Bowl Game Boosts Online InquiriesInsight.com, Tempe, AZ, received almost 70,000 Web page requests during last month's Insight.com Bowl, a 1,000 percent increase over page requests from the previous year, when it was called the Copper Bowl. Unique visitors to the www.insight.com site during the game totaled 19,000 -- 10,000 more than last year.
Insight ran a number of commercials during the game promoting the site and the "Your Choice" sweepstakes. People could enter the sweepstakes at the site for a chance to win either $10,000 worth of brand name computer products or $10,000 cash. The sweepstakes is part of its month-old service that allows consumers to customize outbound communication from Insight tailored to their own computer needs. The service allows a consumer to request e-mails on subjects that are of interest to them such as new product information and close-out and weekly specials. The e-mails also contain links to product information and the customer's Insight shopping cart.
Brian Burch, senior vice president of marketing at Insight, said at this time there are no exact numbers on the amount of people who signed up for the service over the weekend but that it was in the thousands.
As it did in 1997, Insight is reporting that traffic to the site on the days following the game has remained high and is once again expecting it to increase throughout the year.

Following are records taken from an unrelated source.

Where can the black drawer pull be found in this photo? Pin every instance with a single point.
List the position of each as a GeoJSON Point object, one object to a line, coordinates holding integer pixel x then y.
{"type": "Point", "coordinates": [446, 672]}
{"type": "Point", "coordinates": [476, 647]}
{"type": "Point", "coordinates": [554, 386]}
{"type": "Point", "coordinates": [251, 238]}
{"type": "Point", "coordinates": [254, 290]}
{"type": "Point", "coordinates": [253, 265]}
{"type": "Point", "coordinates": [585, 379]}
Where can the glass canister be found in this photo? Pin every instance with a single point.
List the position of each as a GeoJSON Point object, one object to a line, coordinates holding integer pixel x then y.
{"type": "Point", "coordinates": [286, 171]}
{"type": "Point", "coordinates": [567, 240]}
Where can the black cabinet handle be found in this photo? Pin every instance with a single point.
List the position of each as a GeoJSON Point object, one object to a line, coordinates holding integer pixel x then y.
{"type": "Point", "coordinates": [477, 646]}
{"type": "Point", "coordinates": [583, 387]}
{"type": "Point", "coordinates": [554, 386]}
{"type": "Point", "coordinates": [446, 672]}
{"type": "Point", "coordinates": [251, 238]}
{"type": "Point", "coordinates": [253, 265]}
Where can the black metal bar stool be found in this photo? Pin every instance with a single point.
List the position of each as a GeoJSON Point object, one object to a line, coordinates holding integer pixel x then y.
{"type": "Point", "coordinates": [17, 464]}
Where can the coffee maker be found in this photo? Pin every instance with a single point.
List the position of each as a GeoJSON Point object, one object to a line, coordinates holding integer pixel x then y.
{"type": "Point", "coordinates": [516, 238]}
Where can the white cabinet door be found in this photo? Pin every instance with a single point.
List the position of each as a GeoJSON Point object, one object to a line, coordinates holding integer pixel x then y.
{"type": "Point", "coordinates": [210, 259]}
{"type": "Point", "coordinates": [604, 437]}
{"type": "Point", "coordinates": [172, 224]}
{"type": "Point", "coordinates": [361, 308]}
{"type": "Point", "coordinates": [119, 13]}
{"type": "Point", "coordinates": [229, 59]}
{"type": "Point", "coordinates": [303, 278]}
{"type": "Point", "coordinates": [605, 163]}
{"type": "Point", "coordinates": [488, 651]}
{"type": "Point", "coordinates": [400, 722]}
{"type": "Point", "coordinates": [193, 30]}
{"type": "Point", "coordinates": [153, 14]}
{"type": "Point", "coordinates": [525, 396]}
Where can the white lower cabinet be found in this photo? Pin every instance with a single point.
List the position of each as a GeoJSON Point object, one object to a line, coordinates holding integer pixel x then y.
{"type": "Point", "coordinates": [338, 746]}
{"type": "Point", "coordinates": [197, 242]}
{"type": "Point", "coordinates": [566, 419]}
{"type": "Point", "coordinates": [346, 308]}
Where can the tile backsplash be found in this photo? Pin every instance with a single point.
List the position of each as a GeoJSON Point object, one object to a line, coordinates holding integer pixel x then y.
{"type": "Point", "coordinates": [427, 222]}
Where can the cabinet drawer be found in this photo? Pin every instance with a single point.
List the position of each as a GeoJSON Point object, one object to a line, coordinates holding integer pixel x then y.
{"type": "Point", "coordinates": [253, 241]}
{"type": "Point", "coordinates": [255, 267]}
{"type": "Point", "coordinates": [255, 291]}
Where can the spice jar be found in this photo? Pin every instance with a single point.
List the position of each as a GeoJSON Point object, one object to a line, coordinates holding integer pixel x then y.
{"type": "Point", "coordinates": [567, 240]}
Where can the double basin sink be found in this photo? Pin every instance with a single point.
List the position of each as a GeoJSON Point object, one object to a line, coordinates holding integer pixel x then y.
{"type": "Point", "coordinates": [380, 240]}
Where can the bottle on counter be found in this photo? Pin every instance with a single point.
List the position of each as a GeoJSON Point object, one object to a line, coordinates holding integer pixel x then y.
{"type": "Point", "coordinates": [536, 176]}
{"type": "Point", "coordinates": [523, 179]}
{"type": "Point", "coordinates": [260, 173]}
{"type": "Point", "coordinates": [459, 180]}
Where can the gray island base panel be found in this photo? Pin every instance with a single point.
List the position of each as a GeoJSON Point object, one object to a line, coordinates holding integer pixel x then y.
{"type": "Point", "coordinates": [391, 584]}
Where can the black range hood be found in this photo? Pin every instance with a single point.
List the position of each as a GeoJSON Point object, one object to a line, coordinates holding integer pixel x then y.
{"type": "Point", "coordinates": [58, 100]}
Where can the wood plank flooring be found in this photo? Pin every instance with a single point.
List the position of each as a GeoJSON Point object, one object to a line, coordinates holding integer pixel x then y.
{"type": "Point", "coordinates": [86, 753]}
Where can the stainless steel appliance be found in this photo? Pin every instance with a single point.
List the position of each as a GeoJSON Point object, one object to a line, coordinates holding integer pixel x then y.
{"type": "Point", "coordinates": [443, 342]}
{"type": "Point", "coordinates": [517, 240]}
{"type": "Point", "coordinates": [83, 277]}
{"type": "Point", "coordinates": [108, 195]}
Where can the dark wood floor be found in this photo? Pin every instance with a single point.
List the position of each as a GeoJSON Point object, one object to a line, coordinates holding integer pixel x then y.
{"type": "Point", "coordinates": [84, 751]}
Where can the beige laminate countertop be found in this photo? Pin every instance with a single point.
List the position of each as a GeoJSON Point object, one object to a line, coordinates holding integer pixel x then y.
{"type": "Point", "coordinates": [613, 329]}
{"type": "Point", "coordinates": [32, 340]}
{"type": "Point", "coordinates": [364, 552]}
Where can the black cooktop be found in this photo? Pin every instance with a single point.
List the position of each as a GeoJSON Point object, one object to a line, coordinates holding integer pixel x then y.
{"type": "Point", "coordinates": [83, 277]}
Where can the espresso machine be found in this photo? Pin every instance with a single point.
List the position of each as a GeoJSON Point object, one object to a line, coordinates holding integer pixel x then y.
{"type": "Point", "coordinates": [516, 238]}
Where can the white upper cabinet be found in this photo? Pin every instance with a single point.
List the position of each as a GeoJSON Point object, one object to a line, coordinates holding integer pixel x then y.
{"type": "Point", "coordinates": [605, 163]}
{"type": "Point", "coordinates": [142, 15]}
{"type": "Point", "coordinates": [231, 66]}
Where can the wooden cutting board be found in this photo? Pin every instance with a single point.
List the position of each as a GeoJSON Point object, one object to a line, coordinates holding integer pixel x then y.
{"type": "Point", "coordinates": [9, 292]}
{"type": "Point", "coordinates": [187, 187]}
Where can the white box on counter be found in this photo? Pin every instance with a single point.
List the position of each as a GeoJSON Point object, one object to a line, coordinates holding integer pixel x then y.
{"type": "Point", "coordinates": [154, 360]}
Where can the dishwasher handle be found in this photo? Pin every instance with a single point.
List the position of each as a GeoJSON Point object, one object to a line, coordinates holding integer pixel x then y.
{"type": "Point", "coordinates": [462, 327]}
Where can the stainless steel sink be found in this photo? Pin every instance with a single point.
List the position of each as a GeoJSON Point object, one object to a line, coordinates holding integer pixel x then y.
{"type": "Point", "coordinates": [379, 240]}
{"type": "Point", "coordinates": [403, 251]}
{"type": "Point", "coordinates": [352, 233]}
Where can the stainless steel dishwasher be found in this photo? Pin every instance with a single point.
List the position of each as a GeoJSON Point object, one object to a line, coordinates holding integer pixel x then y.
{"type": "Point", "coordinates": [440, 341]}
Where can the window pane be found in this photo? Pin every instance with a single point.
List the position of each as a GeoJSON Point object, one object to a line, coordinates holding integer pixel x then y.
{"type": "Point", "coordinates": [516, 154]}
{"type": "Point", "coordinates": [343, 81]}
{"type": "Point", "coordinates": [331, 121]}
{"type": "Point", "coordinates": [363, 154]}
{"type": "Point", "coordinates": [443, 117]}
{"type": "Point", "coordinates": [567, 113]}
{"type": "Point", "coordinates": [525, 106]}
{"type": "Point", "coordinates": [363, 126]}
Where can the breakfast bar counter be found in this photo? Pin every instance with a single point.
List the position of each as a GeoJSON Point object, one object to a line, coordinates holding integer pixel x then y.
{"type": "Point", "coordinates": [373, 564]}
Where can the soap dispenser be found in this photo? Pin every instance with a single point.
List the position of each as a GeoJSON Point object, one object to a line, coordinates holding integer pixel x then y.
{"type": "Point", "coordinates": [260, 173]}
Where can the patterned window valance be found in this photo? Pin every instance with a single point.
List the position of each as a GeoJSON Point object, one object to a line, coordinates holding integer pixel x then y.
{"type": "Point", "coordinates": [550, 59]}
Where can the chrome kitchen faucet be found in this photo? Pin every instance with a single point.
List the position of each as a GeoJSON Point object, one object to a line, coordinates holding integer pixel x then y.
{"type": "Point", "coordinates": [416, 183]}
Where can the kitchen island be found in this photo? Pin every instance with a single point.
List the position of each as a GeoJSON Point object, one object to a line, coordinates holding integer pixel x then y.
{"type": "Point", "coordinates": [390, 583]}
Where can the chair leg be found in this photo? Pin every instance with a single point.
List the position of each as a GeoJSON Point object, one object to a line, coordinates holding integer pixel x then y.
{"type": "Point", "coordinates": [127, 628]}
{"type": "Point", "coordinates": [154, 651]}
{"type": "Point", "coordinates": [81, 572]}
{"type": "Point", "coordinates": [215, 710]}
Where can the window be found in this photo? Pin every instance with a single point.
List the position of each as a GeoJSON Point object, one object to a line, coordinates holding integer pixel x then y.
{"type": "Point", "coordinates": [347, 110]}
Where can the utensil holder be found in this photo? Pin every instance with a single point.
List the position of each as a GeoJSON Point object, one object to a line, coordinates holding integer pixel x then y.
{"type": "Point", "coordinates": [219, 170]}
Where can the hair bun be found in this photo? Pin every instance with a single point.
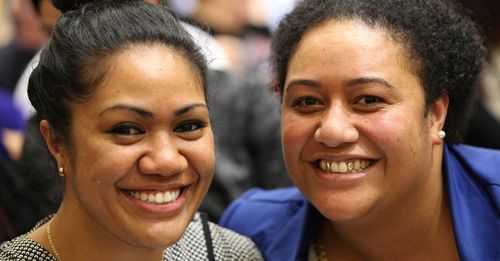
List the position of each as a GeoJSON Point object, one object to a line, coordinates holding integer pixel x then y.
{"type": "Point", "coordinates": [69, 5]}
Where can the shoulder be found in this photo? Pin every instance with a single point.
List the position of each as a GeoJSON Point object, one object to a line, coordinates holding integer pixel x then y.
{"type": "Point", "coordinates": [482, 163]}
{"type": "Point", "coordinates": [23, 248]}
{"type": "Point", "coordinates": [267, 216]}
{"type": "Point", "coordinates": [256, 206]}
{"type": "Point", "coordinates": [229, 245]}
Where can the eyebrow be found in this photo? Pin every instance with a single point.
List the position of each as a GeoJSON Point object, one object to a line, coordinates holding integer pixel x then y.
{"type": "Point", "coordinates": [189, 107]}
{"type": "Point", "coordinates": [144, 113]}
{"type": "Point", "coordinates": [366, 80]}
{"type": "Point", "coordinates": [350, 83]}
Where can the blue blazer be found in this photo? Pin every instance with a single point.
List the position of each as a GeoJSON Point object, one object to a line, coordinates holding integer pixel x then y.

"Web traffic has continued to run at extremely high levels since Saturday evening," Burch said. "We expect this surge will result in an overall sustained increase in our average daily Web traffic, as we experienced last year."
Burch said Insight experienced very good sales on Saturday and Sunday but can't tell whether or not all of it is attributable to the bowl game. He believes there are a number of reasons for the increase in activity including the growing comfort level of consumers regarding e-commerce.
"Being that we were the only bowl game on after Christmas gave us a lot of visibility," he said. "I believe that we were also able to communicate clearly to people something unique about Insight that would be beneficial to them. There are also a lot more people on the Web than last year and people are finally getting used to and more comfortable with participating in e-commerce."
Valerie Paxton, vice president of corporate communications at Insight.com, said its primary customers are a "few hundred thousand" small- to medium-sized businesses in the U.S. According to Paxton, Insight.com markets its products to this audience via telemarketing, making the Bowl game the only major advertising it does to an audience other than those businesses.
"This is the one and only mass awareness campaign that Insight does throughout the year," Paxton said. "It is the one exposure to an audience outside of our targeted audience. The goal of sponsoring the bowl game is to raise awareness of Insight and Insight.com to other audiences, and having our name on the sports pages, on TV and on the field is effective in doing that."
"The bowl serves as a way to introduce you to a new audience, and at the same time reinforce your position with those that already know you," Burch said. "We want to start to speak more to the electronic customer, and marketing to this audience is a good way to reach them."
Larry Chase, author of Essential Business Tactics for the Net, said whether it's your primary audience or not that you are marketing to, contacting them in other ways besides the Web will likely increase their response rates.
"When you hit them online and then in print or by fax there is a definite increase in response rates," he said. "If you grab them and stay in touch with them until you get them in the sales cycle it will payoff eventually. For computers the cycle may be a couple of months. If you are not marketing to your customer base they may not make a purchase for a while, but if the company does their homework and lures them in, it will payoff."